Учились мы в этот день плохо. В перемену мы рассказали Марье Петровне, что будет суд.
— А я могу быть? — спросила она и даже не улыбнулась. Обычно взрослые улыбаются так неприятно, если ребята затевают что-нибудь похожее на то, как бывает у них… А она ни капельки.
Мы посмотрели друг на друга и сказали:
— Да, можно, пожалуй.
После уроков мы все остались. Осталась и Марья Петровна.
Для того чтобы не говорили все сразу и не шумели, мы решили, что будут говорить двое за Сашу и двое против. А потом будем голосовать.
Такой порядок предложила Марья Петровна, и мы согласились.
Против Саши говорили Герасимов и Шульц.
Они кричали, что Саша поступил отвратительно, как доносчик, и что в наказание ему надо объявить бойкот, и не разговаривать с ним и не здороваться до тех пор, пока он пред Брандом не извинится.
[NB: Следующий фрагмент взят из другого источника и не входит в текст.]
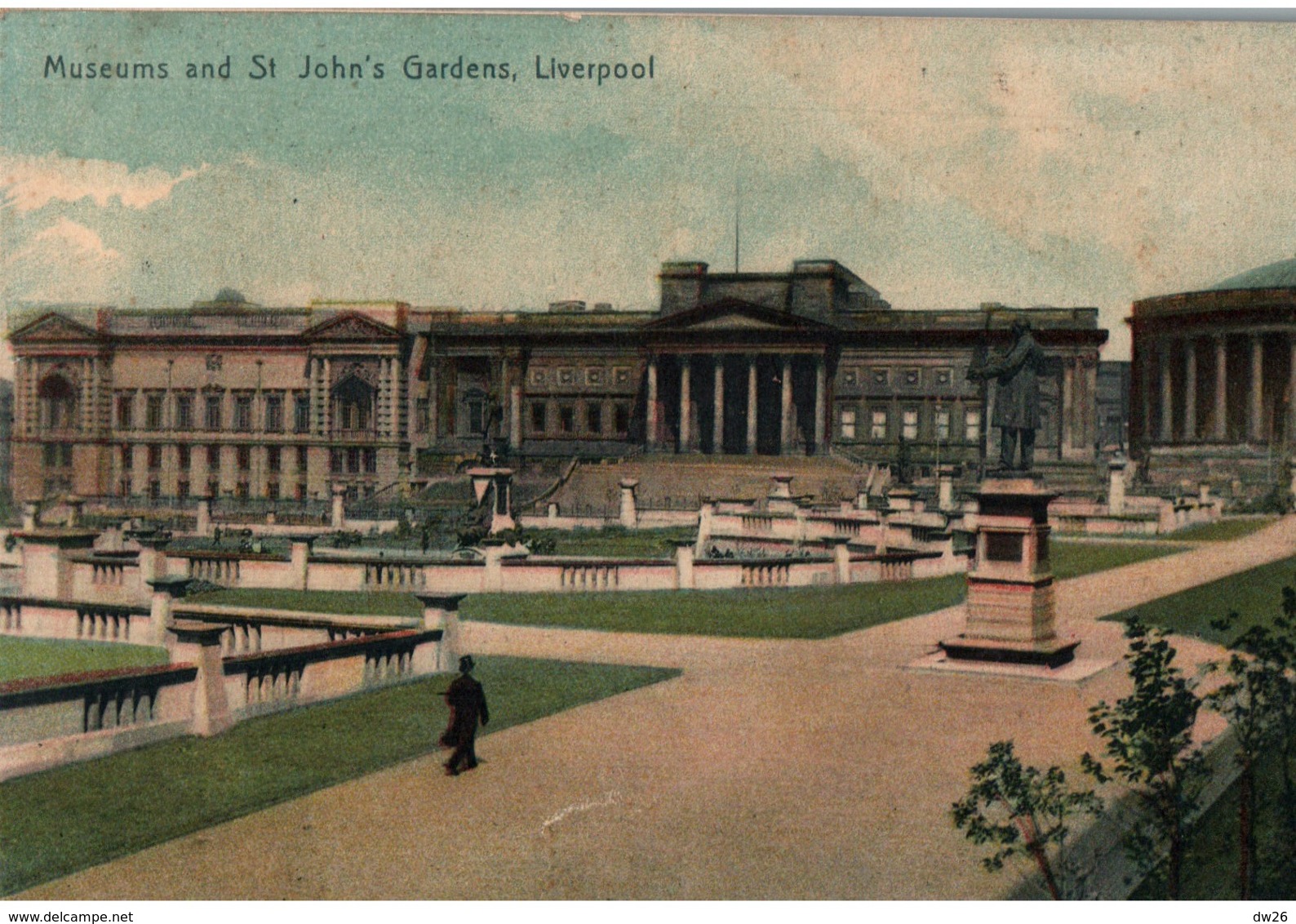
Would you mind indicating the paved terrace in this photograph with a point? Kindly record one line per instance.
(767, 770)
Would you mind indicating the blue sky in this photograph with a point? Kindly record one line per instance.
(948, 162)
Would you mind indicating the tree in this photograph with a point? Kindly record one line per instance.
(1254, 701)
(1147, 736)
(1023, 811)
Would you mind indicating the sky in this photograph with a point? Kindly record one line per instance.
(948, 162)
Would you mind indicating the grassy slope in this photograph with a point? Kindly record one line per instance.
(70, 818)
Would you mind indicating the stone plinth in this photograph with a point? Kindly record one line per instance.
(1010, 606)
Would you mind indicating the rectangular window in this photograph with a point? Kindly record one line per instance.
(301, 414)
(213, 414)
(153, 412)
(910, 424)
(273, 414)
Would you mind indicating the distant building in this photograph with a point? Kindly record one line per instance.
(233, 398)
(1214, 377)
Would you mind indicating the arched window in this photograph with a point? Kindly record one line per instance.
(57, 403)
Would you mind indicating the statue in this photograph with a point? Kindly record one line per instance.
(1016, 407)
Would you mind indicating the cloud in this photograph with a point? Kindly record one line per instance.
(30, 183)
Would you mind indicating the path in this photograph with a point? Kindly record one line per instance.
(767, 770)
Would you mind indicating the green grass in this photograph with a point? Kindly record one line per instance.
(1254, 593)
(1073, 559)
(350, 603)
(22, 659)
(70, 818)
(771, 613)
(1223, 531)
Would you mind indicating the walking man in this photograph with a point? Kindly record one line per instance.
(467, 704)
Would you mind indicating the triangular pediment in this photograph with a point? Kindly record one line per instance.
(352, 327)
(53, 328)
(733, 314)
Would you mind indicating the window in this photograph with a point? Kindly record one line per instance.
(848, 423)
(301, 414)
(273, 414)
(213, 414)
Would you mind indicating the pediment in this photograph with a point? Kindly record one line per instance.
(352, 327)
(53, 328)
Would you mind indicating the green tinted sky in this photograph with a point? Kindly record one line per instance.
(948, 162)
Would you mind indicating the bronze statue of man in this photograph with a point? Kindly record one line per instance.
(1016, 406)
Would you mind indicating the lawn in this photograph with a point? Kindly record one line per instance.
(70, 818)
(350, 603)
(1256, 593)
(21, 659)
(1223, 531)
(1072, 559)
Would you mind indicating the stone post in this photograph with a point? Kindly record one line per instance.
(628, 509)
(441, 611)
(198, 644)
(1116, 486)
(339, 518)
(685, 564)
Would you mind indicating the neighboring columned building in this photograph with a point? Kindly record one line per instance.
(1214, 375)
(231, 398)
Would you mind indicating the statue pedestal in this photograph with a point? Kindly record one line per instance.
(1010, 606)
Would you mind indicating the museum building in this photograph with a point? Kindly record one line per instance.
(229, 398)
(1214, 377)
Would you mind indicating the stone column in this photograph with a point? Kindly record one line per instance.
(786, 407)
(339, 513)
(1256, 403)
(686, 405)
(198, 644)
(1166, 394)
(628, 509)
(650, 437)
(718, 423)
(820, 398)
(1221, 396)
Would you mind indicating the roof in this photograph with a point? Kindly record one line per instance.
(1280, 275)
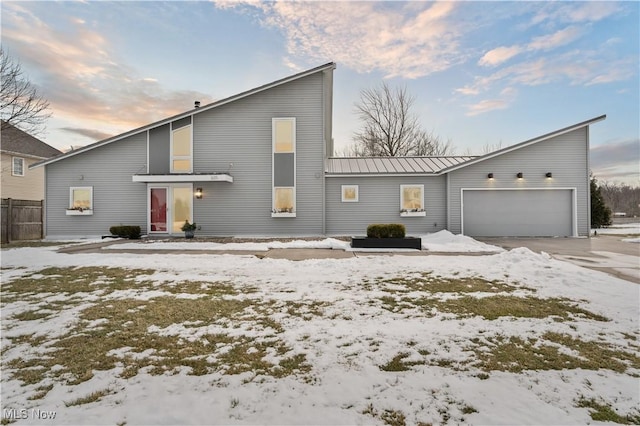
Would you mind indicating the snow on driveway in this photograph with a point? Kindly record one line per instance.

— Не извинюсь ни за что, — прошептал мне тихонько Саша. — Хоть из школы уйду.
После Герасимова говорил Витя.
Витя вылез красный. По дороге Пирогов подставил ему ногу, так что он чуть не упал.
Он стал у стола Марьи Петровны, засунул руки в карманы и… молчал.
— Ну, говори. — сказала Марья Петровна.
Он смущался, потеребил свои волосы, одернул куртку.
— Ребята! — крикнул он звонко (у него очень громкий голос, его даже за это всегда выбирают у нас делать доклады и читать вслух) — Чевич не виноват!
— Решил! — крикнул Пирогов. В классе раздался смех.
— Вы… вы… ребята, будете глупые, если будете там осуждение Чевичу выносить… Он… он…. он честно хотел поступить… Я это знаю. (Это я успел Вите сказать.)
Он опять замолчал.
Кто-то засмеялся, кто-то крикнул:
— Ну, жарь, чего остыл… — Шульц заорал:
— Эге, сплоховал!
— Я не сплоховал… Вот что… Бранд самый у нас плохой… Когда его не было, у нас не было таких историй… Да… И вы не придирайтесь к случаю…
После Вити говорил Иванов.
— Вы должны решить, ребята, прав или виноват Чевич, — заговорил Иванов. — Конечно, у нас такое правило, что выдавать нельзя. Это правило было и в старой школе… Не в этом дело. А то важно, что Чевич выступил на защиту того, кто слабее. Вы знаете, что Рейзин заболел очень опасно, он даже может умереть. И это сделал именно Бранд.
Иванов остановился, перевел дух, помолчал немножко.
— Постойте, я еще не кончил, — начал он опять, хотя никто и не думал его прерывать. Наоборот, ребята слушали очень внимательно.